I let my eyelids slide closed—my magic was growing dangerously exhausted—and I didn’t like how human Nura looked this way. She looked so broken. All I could see was the girl I had dragged out of Sarlazai, begging her to live.

“You tried to kill me,” she spat.

“You didn’t give me a choice.”

“You always have a choice.” Something between a smile and a sneer spread over her bloody face. “Didn’t you tell me that?”

Nura thought I would never see her for who she really was. But that had changed. Now, I knew where she kept her knives. I waited for her to lunge, gave her just enough opening to leap to her feet with her blade sliding from her sleeve.

Her strike sent her directly into my grasp.

I countered, twisting her arm, reversing our positions so she was locked in front of me, one arm gripping her shoulders and the other clasping her wrist behind her back. Her magic flailed out desperately, trying to drown me in fear, but that did nothing to me. I had spent six months locked up with nothing but my own past. How cruelly ironic that Nura’s punishment made me immune to her.

“Look.” I forced her gaze to the decimated landscape. Even I hadn’t been able to see it well from the thick of the battle, but here, the view was heartbreaking—nothing but miles and miles of death. “Look at the country you claim you love so much. Look at what you’ve done to it.”

An eerie orange glow harshened the lines of Nura’s expression. Her body tensed. Something was clutched in her white-knuckled hand. The angle hid it from me, but I knew it was the Lejara.

“It’s not what I wanted,” she choked out.

And despite everything, I felt a pang of anguish to hear her voice like that—sounding so much like the child I know once, a long time ago.

“I know, Nura,” I said, quietly. “I know you didn’t.”

“I can’t think. I can’t—” She squeezed her eyes shut. “It’s so hard to think.”

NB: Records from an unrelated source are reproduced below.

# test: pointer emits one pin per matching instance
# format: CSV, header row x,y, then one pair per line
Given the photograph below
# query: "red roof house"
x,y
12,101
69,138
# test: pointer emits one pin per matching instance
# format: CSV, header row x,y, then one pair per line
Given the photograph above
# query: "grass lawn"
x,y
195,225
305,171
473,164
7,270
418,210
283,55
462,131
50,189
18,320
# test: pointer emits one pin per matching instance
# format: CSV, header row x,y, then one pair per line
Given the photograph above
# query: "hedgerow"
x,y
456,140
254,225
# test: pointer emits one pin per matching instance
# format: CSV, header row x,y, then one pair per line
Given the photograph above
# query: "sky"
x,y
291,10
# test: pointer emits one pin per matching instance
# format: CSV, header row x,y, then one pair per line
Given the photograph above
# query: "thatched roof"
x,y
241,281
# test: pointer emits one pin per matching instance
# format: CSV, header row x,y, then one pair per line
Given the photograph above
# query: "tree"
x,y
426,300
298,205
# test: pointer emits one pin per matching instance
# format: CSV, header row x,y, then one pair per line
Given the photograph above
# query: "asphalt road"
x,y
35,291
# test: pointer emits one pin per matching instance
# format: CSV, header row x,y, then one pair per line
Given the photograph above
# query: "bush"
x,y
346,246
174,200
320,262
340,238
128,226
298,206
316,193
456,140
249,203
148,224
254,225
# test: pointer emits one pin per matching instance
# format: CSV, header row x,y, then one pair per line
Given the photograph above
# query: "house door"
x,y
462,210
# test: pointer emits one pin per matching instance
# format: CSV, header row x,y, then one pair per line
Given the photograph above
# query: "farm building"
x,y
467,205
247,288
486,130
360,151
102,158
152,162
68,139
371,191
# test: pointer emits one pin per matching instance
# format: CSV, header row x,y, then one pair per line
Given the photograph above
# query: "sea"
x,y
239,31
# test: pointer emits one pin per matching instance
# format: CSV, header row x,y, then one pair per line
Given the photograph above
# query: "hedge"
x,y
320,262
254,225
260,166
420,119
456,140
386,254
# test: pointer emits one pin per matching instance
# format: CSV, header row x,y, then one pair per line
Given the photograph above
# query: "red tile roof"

I pitied Nura. I pitied her because she had been created. She had been honed like a weapon and thrust into the hands of a military that simultaneously told her that she would never be enough and that the only part of her worth anything was the part that knew how to kill. Her entire life, she had been taught that maybe one day, if she worked hard enough, if she grew cold enough, if she gained enough power, she would have nothing left to be afraid of.

But the version of Nura before me now, tears painting silver streaks down bloody cheeks, was more afraid than I had ever seen her.

She was afraid of herself.

Out of the corner of my eye, I saw a familiar figure emerge from the crowds surrounding the ruins. I didn’t allow myself the sigh of relief. I didn’t even allow my gaze to move from Nura’s at all.

“You have a choice,” I said. “Give us the Lejara. It doesn’t need to end like this.”

Two more silent tears. “They probably hate me. When I see them in the next life. They will hate me.”

They. The people Nura had always loved more than anything.

I swallowed thickly.

“You were like their sister. They loved you.”

“I don’t think so. Not anymore.” Pain cut across her face, her features momentarily crumbling.

“We can fix this, Nura. Please.” My hand crept a little closer to the stone in her grip.

At first, she looked so unsure—looked like she was considering it. The change in her expression was minute, but I saw it because I knew her. Because for decades she had been the most important person in my life. Even now, even at her worst, I couldn’t choke back the leap of hope that maybe the parts of her that I knew still lived inside of her, somewhere, might win.

She tilted her head a little more, allowing me to see more of her face. We were so close I could count the threads of silver in her eyes.

She looked so, so young. Just like the grumpy child that hid from parties with me. My only friend. My best friend.

“Let me help you, Nura,” I begged. “Please.”

I let myself hope.

Then, her expression hardened, a sheet of ice falling over her vulnerabilities. The anger returned.